- European Master System box art
- Developer: Coreland
- Publisher: Sega
- Designer: Kotaro Hayashida
- Platforms: Arcade, Master System
- Release: Arcade JP: July 10, 1985; EU: October 1985; NA: 1985; Master System JP: January 31, 1986; NA: September 1986; EU: August 1987;
- Genre: Beat 'em up
- Modes: Single-player, multiplayer
- Arcade system: Sega System 1

= My Hero (video game) =

1985 video game

My Hero, known as Seishun Scandal (青春スキャンダル, Seishun Sukyandaru) in Japan, is a 1985 beat 'em up video game developed by Coreland and published by Sega for arcades. The gameplay format is similar to Irem's Kung-Fu Master (1984). In contrast to earlier martial arts games, My Hero departs from a more traditional martial arts setting, instead taking place in a contemporary urban city environment with street gangs, like later beat 'em ups such as Renegade (1986) and Double Dragon (1987). My Hero was later ported to the Master System in 1986.

==Gameplay==

The main character (Takeshi/Steven) hits enemies with a bottle on stage 1.
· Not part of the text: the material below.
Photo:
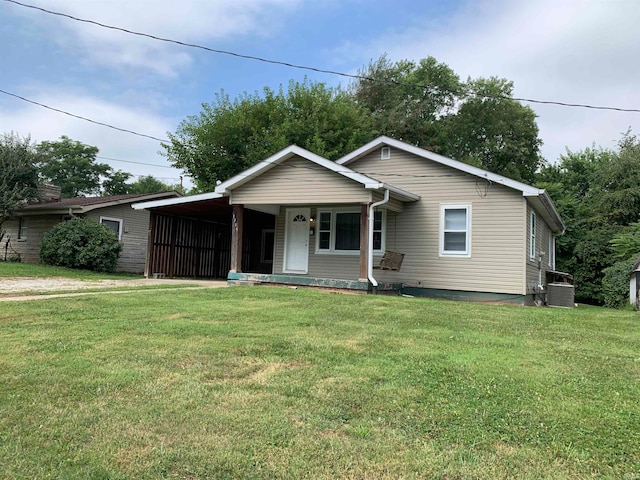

The arcade version consists of three different levels, each continuing in an endless loop until the player runs out of lives. It starts out with the player character (named Takeshi in Japan, and Steven according to the European arcade flyer) on a city street watching as a street thug runs off with his girlfriend (named Remy, also according to the arcade flyer, Mari in Japan). As he pursues him, he must fight off gangs of other various street thugs. Halfway through the level, Steven has an opportunity to save a captive bystander who (if rescued) will help him fight until the bystander is killed. Soon (after jumping across platforms and dodging fireballs) Steven arrives on a beach and fights the thug that has captured Remy. After the boss is defeated by being hit ten times, the level is complete. This same process repeats for the remainder of the game, only with two other bosses and level designs. The second stage resembles an Edo Japanese ninja epic, with ninja themed enemies, followed by a sci-fi theme loosely based upon Planet of the Apes, including ape/human enemies.

Due to space limitations on the Sega Card, the Sega Master System port only features the street gang in three stages that go in a continuous loop until the player loses all lives and gets a game over. The ninjas and the ape/human enemies from the arcade version are omitted.

==Reception==
In Japan, Game Machine listed My Hero as the most successful table arcade unit of July 1985.

Mike Roberts and Steve Phipps of Computer Gamer magazine reviewed the arcade game positively. They said the game was "a bit more basic than the incredible" Hang-On, but "is still quite enjoyable" and "an amusing variation on the kung-fu game theme". They said the "setting and the good graphics make this an enjoyable game to play", along with some "quite difficult" puzzles.